Given a set $K$ of kmers (fasta / fastq [.gz] format) and a set of sequences (fasta / fastq [.gz] format), this tool will extract the sequences containing some of those kmers.

A minimal ($m$) and a maximal ($M$) thresholds are proposed. A sequence whose percentage of kmers shared with $K$ are in $]m, M]$ is output with its original header + the number of shared kmers + the ratio of shared kmers:

>original_header 20 6.13
TGGATAAAAAGGCTGACGAAAGGTCTAGCTAAAATTGTCAGGTGCTCTCAGATAAAGCAGTAAGCGAGTTGGTGTTCGCTGAGCGTCGACTAGGCAACGTTAAAGCTATTTTAGGC...

In this case 20 kmers are shared with the indexed kmers. This represents 6.13% of the kmers in the sequence.

Anthony Baire, Pierre Peterlongo Back to sequences: find the origin of kmers. bioRxiv 2023.10.26.564040; doi: https://doi.org/10.1101/2023.10.26.564040

@article{baire_back_2023,
	title = {Back to sequences: find the origin of kmers},
	url = {https://www.biorxiv.org/content/early/2023/10/29/2023.10.26.564040},
	doi = {10.1101/2023.10.26.564040},
	journaltitle = {{bioRxiv}},
	author = {Baire, Anthony and Peterlongo, Pierre},
	date = {2023},
}

git clone https://github.com/pierrepeterlongo/back_to_sequences.git
cd back_to_sequences
cargo install --path . 

A test can be performed by running cd tiny_test; sh tiny_test.sh; cd -.

This benchmark is reproducible by running generate_data.sh and then bench.sh in the benchs folder.
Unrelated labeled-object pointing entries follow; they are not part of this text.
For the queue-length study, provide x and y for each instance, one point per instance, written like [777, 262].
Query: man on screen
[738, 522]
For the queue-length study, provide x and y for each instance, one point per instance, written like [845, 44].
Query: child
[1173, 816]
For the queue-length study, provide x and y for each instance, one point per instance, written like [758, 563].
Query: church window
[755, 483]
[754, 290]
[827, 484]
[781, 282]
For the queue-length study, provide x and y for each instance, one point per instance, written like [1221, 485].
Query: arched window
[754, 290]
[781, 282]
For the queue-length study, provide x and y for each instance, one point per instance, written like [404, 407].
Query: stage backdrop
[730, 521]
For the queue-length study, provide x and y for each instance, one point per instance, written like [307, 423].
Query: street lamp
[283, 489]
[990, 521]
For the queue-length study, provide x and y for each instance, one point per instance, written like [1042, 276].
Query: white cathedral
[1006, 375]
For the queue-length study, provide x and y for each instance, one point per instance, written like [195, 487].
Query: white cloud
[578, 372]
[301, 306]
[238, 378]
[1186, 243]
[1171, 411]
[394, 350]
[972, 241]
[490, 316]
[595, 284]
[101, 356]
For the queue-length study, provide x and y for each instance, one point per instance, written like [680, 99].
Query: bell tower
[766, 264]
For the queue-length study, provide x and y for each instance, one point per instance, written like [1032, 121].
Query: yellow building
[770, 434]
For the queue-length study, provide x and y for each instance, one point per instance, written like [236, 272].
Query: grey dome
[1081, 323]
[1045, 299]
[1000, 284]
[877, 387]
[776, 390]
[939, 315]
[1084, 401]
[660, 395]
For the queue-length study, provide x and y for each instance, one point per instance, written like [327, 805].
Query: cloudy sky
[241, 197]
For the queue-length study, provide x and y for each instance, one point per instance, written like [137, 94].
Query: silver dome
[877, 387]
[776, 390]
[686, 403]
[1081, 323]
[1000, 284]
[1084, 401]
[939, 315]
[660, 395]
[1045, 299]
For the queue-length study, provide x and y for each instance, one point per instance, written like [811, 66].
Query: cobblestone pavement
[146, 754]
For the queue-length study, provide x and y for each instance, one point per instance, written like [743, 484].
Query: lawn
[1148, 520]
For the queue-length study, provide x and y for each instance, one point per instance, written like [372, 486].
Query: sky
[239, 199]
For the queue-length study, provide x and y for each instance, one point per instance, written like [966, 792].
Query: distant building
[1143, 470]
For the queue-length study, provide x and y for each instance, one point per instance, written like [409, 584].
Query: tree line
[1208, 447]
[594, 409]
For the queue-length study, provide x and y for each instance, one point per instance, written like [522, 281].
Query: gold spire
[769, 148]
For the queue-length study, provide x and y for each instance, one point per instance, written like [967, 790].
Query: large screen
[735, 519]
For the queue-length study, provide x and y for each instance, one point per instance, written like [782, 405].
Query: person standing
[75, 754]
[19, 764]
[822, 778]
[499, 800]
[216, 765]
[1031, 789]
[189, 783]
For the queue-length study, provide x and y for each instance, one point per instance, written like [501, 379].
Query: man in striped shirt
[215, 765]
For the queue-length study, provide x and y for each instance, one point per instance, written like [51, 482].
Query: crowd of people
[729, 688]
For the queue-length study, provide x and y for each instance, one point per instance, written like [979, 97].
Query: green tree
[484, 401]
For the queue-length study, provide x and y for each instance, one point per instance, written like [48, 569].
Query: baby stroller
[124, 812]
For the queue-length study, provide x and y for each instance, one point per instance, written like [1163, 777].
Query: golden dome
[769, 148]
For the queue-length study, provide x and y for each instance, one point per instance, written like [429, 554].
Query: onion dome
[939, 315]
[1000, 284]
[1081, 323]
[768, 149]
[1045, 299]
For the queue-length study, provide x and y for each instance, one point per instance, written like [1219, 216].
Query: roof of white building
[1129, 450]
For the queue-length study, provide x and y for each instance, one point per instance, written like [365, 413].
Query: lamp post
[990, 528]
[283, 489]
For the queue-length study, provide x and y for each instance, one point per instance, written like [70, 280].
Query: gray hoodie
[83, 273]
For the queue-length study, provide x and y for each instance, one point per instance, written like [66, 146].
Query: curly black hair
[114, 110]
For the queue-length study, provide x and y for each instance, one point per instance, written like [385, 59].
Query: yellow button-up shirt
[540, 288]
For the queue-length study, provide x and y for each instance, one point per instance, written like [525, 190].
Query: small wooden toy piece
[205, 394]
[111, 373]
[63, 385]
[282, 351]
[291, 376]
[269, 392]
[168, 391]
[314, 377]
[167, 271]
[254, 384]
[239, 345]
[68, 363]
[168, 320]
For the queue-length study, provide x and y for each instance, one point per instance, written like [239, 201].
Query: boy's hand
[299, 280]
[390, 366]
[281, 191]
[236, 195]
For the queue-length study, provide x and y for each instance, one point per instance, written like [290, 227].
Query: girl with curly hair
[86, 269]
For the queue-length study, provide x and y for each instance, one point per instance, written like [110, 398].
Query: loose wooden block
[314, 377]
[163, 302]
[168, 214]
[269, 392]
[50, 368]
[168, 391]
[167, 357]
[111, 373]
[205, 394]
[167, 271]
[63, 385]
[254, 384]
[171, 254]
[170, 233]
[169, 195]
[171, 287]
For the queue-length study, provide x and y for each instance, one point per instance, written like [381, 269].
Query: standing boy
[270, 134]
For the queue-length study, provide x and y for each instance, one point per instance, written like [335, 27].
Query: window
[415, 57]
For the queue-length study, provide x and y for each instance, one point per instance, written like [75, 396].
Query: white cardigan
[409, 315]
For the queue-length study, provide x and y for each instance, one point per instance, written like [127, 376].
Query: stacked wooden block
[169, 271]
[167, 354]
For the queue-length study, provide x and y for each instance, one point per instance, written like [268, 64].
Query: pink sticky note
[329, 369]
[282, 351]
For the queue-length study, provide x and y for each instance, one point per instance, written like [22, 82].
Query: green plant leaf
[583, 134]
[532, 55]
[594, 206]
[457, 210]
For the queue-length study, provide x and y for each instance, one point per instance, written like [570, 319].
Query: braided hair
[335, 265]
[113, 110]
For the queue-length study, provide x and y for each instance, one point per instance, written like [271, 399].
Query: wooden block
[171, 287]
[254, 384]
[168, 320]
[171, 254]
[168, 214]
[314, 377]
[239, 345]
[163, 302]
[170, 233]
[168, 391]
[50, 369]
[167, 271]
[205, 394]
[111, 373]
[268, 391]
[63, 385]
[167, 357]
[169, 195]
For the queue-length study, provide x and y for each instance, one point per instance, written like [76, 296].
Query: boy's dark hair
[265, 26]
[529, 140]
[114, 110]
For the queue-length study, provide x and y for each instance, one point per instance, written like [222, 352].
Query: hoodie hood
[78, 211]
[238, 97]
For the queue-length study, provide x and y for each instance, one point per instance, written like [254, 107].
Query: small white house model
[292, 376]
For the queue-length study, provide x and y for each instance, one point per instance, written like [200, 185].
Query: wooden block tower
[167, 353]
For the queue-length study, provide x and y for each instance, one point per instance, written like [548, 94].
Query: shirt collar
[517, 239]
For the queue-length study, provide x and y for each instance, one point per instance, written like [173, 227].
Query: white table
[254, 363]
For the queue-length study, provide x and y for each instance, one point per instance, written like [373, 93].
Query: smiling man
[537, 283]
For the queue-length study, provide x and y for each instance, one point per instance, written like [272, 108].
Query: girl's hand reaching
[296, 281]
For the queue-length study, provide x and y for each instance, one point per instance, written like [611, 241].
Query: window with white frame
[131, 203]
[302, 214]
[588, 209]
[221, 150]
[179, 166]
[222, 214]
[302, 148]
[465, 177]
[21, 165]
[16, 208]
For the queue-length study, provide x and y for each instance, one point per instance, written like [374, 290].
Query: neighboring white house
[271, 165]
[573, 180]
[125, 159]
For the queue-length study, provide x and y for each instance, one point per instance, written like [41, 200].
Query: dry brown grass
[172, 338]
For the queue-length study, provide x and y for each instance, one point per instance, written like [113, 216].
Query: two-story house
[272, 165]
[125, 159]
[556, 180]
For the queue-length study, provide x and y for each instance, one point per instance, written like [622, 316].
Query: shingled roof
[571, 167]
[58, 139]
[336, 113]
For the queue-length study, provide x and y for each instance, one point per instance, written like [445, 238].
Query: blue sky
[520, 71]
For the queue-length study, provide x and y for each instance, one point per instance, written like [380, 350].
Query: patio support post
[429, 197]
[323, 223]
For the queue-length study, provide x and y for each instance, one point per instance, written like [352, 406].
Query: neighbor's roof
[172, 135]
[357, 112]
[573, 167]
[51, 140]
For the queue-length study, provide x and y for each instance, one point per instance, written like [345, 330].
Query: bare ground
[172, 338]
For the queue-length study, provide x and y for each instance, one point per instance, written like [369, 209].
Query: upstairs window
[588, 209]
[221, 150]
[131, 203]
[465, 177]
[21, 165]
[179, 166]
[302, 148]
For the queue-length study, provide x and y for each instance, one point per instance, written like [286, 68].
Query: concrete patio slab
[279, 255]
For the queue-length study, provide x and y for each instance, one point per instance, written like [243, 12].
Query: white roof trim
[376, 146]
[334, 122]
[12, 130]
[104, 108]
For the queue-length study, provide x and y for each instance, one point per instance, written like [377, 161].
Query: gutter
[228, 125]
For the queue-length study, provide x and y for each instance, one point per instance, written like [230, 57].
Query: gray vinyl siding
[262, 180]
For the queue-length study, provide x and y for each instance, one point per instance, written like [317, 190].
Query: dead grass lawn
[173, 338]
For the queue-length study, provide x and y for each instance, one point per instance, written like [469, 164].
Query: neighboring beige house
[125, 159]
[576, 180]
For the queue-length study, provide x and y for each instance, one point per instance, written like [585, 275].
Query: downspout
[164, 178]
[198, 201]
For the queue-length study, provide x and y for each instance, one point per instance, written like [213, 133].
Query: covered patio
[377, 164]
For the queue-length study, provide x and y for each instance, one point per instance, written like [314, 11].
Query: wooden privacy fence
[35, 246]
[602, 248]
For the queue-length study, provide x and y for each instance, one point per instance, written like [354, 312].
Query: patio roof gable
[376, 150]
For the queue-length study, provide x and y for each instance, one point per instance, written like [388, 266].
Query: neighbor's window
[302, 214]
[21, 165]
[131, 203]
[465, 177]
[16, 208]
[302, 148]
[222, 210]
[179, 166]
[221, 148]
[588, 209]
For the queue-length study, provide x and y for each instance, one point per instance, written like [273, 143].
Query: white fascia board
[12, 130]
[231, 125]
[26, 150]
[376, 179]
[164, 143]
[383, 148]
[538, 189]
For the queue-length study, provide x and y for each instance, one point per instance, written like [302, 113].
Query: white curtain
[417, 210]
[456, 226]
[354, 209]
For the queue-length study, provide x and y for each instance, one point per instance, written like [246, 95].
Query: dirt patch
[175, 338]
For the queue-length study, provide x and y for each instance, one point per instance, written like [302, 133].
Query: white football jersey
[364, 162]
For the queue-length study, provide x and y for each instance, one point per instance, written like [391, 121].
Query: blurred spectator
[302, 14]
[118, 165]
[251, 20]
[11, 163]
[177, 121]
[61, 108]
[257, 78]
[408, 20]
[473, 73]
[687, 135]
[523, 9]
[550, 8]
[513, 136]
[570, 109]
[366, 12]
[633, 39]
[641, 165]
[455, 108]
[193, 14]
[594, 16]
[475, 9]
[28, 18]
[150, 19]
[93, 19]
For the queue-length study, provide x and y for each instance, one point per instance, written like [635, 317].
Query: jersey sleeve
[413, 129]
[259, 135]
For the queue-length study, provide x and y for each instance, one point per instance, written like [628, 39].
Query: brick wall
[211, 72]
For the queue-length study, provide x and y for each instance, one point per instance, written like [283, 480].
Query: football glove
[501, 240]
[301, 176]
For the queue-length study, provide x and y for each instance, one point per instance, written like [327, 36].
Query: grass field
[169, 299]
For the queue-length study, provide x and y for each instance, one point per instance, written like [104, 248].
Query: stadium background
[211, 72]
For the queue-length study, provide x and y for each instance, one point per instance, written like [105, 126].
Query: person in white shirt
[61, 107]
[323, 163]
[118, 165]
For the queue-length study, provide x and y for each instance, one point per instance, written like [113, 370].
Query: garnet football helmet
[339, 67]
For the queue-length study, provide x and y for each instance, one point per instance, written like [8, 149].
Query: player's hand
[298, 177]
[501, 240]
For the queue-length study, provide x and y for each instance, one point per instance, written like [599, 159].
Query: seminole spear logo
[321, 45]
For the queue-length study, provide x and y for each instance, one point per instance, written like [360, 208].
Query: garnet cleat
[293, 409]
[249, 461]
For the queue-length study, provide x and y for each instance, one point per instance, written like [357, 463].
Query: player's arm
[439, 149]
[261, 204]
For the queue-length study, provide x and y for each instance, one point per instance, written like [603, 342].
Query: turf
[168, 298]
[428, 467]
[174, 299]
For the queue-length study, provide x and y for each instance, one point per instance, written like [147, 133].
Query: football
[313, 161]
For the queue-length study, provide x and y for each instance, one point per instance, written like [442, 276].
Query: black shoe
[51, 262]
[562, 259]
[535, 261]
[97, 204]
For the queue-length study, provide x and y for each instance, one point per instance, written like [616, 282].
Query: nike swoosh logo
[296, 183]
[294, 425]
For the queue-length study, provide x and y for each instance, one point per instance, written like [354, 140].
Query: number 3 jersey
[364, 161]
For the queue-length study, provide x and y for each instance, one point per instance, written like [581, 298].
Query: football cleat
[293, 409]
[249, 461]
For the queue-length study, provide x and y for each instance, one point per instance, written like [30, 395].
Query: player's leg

Presented results were obtained on

• the GenOuest platform on a node with 32 threads Xeon 2.2 GHz, denoted by "genouest" in the table below.
• and a MacBook, Apple M2 pro, 16 GB RAM, with 10 threads denoted by "mac" in the table below.

We indexed: one million kmers (exactly 995,318) of length 31.

We queried: from 10,000 reads to 200 million reads (+ 1 billion on the cluster), each of length 100.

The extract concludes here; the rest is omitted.